Die Unterscheidung zwischen „normaler“ Beweissicherungsanordnung und einstweiliger Beweissicherungsanordnung hat auch Folgen für die Beweis- bzw. Glaubhaftmachungslast: Die bloße Glaubhaftmachung i.S. des § 31 FamFG genügt auch im Verfahren der freiwilligen Gerichtsbarkeit nur in Ausnahmefällen, beispielsweise einem einstweiligen Anordnungsverfahren. In allen anderen Fällen wird gem. § 37 FamFG die „volle Überzeugung“ vorausgesetzt, also ein für das praktische Leben brauchbarer Grad von Gewissheit, der vernünftigen Zweifeln Schweigen gebietet. Hier ist klar zu regeln, wann welche Anforderungen gelten. 
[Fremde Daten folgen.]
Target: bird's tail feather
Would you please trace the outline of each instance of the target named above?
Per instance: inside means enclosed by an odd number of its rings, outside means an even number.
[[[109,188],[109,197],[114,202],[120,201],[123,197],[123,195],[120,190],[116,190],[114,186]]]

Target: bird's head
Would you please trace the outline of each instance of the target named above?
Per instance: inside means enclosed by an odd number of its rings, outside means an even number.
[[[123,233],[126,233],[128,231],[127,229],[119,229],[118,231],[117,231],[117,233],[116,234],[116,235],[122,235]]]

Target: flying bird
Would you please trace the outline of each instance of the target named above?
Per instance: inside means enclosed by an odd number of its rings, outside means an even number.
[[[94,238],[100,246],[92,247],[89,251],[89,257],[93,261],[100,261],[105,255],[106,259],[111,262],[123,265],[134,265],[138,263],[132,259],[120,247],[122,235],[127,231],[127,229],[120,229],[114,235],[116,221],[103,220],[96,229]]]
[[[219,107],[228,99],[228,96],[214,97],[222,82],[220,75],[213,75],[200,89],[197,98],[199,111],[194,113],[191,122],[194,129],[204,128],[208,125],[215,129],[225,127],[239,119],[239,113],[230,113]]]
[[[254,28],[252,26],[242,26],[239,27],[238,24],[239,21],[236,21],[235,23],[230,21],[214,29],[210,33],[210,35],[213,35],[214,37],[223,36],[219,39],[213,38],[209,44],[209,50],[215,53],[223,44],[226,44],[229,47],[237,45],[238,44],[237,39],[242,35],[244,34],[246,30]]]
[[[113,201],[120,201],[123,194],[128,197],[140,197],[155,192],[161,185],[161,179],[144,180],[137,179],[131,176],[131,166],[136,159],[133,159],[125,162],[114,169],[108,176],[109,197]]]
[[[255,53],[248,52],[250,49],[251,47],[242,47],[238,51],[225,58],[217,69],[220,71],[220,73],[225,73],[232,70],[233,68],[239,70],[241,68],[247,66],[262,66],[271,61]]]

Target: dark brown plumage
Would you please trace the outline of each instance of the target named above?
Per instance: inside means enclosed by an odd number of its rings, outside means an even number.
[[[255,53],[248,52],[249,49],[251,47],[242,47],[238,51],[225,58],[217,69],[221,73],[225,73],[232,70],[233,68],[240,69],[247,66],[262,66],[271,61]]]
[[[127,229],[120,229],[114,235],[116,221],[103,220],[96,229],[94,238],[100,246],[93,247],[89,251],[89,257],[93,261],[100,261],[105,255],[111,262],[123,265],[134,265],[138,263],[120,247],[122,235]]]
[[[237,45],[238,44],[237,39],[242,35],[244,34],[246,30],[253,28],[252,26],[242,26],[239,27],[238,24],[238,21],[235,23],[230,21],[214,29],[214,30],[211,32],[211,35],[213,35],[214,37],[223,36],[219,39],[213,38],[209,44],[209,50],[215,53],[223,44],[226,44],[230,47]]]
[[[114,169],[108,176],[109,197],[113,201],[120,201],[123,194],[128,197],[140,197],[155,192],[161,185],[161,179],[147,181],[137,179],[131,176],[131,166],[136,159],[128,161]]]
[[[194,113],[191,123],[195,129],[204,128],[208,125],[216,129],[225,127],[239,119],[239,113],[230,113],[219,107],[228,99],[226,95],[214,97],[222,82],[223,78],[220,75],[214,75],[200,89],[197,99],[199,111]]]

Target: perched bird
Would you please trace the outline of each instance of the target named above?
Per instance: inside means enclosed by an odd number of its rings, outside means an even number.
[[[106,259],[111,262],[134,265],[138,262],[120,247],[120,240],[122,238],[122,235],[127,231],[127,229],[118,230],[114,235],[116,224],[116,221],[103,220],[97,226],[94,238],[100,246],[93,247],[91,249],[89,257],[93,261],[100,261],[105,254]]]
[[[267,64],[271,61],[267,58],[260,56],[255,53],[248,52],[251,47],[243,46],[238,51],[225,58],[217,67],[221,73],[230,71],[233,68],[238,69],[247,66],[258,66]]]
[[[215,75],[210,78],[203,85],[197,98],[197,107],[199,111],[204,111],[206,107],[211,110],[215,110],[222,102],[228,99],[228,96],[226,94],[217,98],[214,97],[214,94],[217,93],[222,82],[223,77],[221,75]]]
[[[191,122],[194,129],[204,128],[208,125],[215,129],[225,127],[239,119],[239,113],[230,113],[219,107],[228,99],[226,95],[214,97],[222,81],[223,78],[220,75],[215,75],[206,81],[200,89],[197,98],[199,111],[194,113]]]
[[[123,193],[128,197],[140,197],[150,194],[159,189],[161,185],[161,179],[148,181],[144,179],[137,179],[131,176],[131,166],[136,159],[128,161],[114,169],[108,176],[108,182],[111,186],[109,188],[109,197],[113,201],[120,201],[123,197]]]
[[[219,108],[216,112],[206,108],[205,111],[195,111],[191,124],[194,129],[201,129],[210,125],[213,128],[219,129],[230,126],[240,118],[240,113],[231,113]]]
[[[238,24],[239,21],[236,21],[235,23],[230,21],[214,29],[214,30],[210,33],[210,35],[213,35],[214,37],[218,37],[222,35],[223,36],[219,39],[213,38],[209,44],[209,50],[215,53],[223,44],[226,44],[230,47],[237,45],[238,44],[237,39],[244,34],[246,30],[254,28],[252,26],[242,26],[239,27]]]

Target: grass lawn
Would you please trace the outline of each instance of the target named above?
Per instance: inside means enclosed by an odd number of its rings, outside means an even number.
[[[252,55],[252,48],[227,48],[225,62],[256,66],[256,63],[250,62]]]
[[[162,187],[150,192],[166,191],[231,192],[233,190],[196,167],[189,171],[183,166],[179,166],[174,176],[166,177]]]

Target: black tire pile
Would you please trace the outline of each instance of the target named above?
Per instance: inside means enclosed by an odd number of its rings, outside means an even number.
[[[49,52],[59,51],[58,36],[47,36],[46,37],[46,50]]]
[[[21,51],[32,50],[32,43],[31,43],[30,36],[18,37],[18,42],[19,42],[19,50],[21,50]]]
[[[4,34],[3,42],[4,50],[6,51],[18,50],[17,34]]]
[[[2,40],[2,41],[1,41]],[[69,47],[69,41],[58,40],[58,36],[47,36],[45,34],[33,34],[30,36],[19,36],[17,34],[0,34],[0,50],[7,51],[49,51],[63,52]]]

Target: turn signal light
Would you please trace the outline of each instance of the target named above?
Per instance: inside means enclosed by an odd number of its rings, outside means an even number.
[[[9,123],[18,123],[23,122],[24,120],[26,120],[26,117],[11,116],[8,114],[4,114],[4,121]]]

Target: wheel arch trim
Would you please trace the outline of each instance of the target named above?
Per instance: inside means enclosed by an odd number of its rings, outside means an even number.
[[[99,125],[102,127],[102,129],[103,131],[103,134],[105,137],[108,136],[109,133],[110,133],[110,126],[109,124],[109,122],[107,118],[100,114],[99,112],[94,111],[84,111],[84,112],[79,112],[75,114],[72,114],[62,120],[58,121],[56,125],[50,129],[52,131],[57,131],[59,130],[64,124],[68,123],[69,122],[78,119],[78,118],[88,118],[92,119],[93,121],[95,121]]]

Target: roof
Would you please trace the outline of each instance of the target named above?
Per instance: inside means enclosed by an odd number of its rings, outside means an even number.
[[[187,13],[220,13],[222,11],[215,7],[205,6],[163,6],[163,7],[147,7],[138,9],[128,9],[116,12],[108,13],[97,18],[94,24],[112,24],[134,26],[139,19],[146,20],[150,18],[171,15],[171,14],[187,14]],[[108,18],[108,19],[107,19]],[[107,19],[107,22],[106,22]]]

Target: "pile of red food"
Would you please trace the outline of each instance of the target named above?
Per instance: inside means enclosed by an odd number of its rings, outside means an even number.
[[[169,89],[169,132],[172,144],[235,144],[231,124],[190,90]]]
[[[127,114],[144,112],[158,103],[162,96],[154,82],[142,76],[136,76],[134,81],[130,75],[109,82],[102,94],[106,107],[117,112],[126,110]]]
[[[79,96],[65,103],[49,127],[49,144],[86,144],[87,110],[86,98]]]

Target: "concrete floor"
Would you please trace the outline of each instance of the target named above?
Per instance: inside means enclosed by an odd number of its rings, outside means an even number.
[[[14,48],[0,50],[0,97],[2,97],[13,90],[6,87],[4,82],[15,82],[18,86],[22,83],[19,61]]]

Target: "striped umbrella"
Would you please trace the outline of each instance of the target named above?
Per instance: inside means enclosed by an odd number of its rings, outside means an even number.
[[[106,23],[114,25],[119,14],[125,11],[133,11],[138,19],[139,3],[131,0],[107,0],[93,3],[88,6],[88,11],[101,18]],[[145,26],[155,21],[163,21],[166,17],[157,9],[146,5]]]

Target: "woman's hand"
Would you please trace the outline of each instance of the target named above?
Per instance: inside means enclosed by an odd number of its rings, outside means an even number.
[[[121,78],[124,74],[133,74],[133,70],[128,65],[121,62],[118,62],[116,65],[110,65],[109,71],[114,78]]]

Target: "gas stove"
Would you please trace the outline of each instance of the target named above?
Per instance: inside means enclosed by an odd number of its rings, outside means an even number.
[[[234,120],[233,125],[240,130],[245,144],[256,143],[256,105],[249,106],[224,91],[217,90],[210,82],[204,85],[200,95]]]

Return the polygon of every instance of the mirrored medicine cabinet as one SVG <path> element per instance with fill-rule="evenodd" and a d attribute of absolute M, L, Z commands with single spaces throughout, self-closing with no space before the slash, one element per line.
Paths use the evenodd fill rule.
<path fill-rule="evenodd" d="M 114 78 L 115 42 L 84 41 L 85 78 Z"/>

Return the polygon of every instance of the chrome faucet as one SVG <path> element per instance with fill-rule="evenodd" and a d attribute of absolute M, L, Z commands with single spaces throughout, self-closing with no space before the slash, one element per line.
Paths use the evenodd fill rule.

Zu begrüßen ist, dass die Durchführung des Erörterungstermins, soweit vom Gericht für erforderlich erachtet, durch einen Verweis auf § 128 a der ZPO im Wege der Bild- und Tonübertragung sicher ermöglicht werden soll. Dies hat sich im Rahmen äußerungsrechtlicher Verfahren in den letzten Jahren als sinnvoll, weil ressourcensparend herausgestellt. Im Einzelfall kann davon, wenn die Bedeutung der Angelegenheit es erfordert, natürlich abgesehen werden. Die Durchführung der Erörterungstermine im Wege der Bild- und Tonübertragung erfordert jedoch die Einrichtung einer ausreichenden Anzahl entsprechend ausgestatteter Sitzungssäle in den Gerichten. Bislang ist dies nicht der Fall. Die wenigen entsprechend ausgestatten Sitzungssäle werden häufig von einer ganzen Reihe von Richter*innen, Kammern oder Senaten oder sogar einem ganzen Gericht geteilt. Eine Bündelung der Zuständigkeit des Auskunftsverfahrens bei einigen wenigen oder einem speziellen Gericht, könnte eine rasche technische Ausstattung vereinfachen.

Wie bisher sollen die Vorschriften des Gesetzes über das Verfahren in Familiensachen und in den Angelegenheiten der freiwilligen Gerichtsbarkeit gelten. Die geplante Regelung ist insofern nicht neu, auch wenn die Eckpunkte zum digitalen Gewaltschutzgesetz mit dem Hinweis auf den Amtsermittlungsgrundsatz diesen Eindruck erwecken.

Sinnvoll ist nach Auffassung des djb die geplante Bündelung der gerichtlichen Zuständigkeit, dass etwa durch Rechtsverordnung ein Gericht zentral als zuständig für das Auskunftsverfahren bestimmt werden kann. Für die Zuständigkeit näher zu bestimmender Landgerichte spricht die Expertise der dort angesiedelten Pressekammern, die sehr erfahren sind im Umgang mit Persönlichkeitsrechtsverletzungen und der erforderlichen Abwägung der widerstreitenden Interessen. Welches Landgericht örtlich zuständig sein soll, ist zu klären, insb. ob der „fliegende“ Gerichtsstand des § 32 ZPO, oder die Bestimmung des Gerichtsstands nach dem FamFG Anwendung finden.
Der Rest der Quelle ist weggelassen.